Aulani opened August 29, as scheduled. I put an article on Yesterland with 22 photos of the resort's public areas, restaurants, and spectacular pool area. While working on the article, I just kept wishing I was at Aulani instead of in my basement.

Link to Aulani Opens!​


----------



## Gracey (Aug 30, 2011)

Thanks for posting!  Am going to be on the big island for two weeks in May.  Now am thinking of going over and spending a couple nights there if I can get in at the 7 month mark.  I'm sure my chances on that would be pretty slim.  Looks incredible!!


----------



## a1000monkeys (Aug 30, 2011)

I think your chances of getting a reservation at the 7 month mark are very good.  There was plenty of availability when I made my reservations for February at the 7 month mark.


----------



## a1000monkeys (Aug 30, 2011)

Werner, 

Excellent job on your Aulani coverage.  The place looks amazing.  Our February trip can't get here soon enough.


----------



## heathpack (Aug 30, 2011)

Awesome post, thanks!


----------



## rickandcindy23 (Aug 30, 2011)

I would love to use my DVC points for Aulani sometime.  I think I could talk Rick into a quick trip while on Maui in March, since our exchange has yet to come through for a second week.  I am doing my best to get something, anything for week somewhere near our current owned week.


----------



## Numismatist (Aug 30, 2011)

Thanks for the update...

LOVE Yesterland; thanks for doing that site for us die-hard Disney fans


----------



## 6scoops (Aug 30, 2011)

*Your the Best!!*

Thanks for the great article and pics.   Now I really need to get there!!


----------



## Amy (Aug 30, 2011)

Thanks for the awesome pics!

I've got a question that I didn't want to post on the DISboards because I need a less biased audience.    I'm really intrigued about Aulani, and DH is totally onboard about booking a week there for our kids' first visit to Hawaii (which we expect to be in 2012).  But I have really mixed feelings about taking them to Hawaii and having them encounter the mouse YET again.  (We stayed at DVC Grand Californian last winter and have another stay there this December.)  The resort looks great and I'm sure we'll have a great time.  But I can't help but feel odd having them see Disney characters and hidden mickeys everywhere while we're in Hawaii, which should be an opportunity to introduce them to an island culture free of the mouse.  I suspect I'm over-thinking this.  Are there any other DVC owners here (with young kids/grandkids) with similar concerns?


----------



## a1000monkeys (Aug 30, 2011)

Amy said:


> Thanks for the awesome pics!
> 
> I've got a question that I didn't want to post on the DISboards because I need a less biased audience.    I'm really intrigued about Aulani, and DH is totally onboard about booking a week there for our kids' first visit to Hawaii (which we expect to be in 2012).  But I have really mixed feelings about taking them to Hawaii and having them encounter the mouse YET again.  (We stayed at DVC Grand Californian last winter and have another stay there this December.)  The resort looks great and I'm sure we'll have a great time.  But I can't help but feel odd having them see Disney characters and hidden mickeys everywhere while we're in Hawaii, which should be an opportunity to introduce them to an island culture free of the mouse.  I suspect I'm over-thinking this.  Are there any other DVC owners here (with young kids/grandkids) with similar concerns?

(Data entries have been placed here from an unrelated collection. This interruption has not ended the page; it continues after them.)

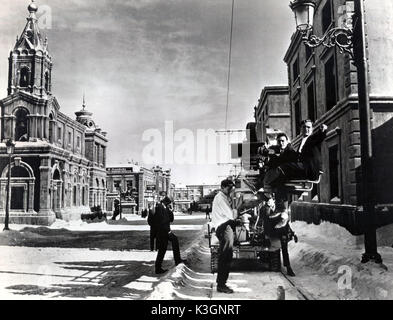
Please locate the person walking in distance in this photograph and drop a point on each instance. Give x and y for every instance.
(153, 229)
(162, 219)
(224, 223)
(208, 210)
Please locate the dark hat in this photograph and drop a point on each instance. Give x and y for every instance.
(226, 183)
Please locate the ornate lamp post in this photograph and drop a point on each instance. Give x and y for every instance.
(350, 41)
(10, 150)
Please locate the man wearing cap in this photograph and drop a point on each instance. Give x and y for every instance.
(224, 223)
(162, 219)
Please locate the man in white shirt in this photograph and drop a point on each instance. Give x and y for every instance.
(223, 221)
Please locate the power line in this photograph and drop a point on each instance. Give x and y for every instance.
(229, 66)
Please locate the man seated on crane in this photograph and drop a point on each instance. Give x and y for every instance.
(306, 165)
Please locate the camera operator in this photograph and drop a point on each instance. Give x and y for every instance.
(224, 223)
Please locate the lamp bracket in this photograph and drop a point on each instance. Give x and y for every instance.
(334, 37)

I totally understand this.  I don't want to overdo the Mickey thing over other experiences.  However, the more I see and read about Hawaii, it's probably the most "Hawaiian" resort on the islands.  The hidden mickeys are pretty subdued and there appears to be more hidden menehunes.  It looks like Disney has done an amazing job of honoring and featuring Hawaiian culture and history in the resort.


----------



## Werner Weiss (Aug 30, 2011)

Amy said:


> Thanks for the awesome pics!
> 
> I've got a question that I didn't want to post on the DISboards because I need a less biased audience.    I'm really intrigued about Aulani, and DH is totally onboard about booking a week there for our kids' first visit to Hawaii (which we expect to be in 2012).  But I have really mixed feelings about taking them to Hawaii and having them encounter the mouse YET again.  (We stayed at DVC Grand Californian last winter and have another stay there this December.)  The resort looks great and I'm sure we'll have a great time.  But I can't help but feel odd having them see Disney characters and hidden mickeys everywhere while we're in Hawaii, which should be an opportunity to introduce them to an island culture free of the mouse.  I suspect I'm over-thinking this.  Are there any other DVC owners here (with young kids/grandkids) with similar concerns?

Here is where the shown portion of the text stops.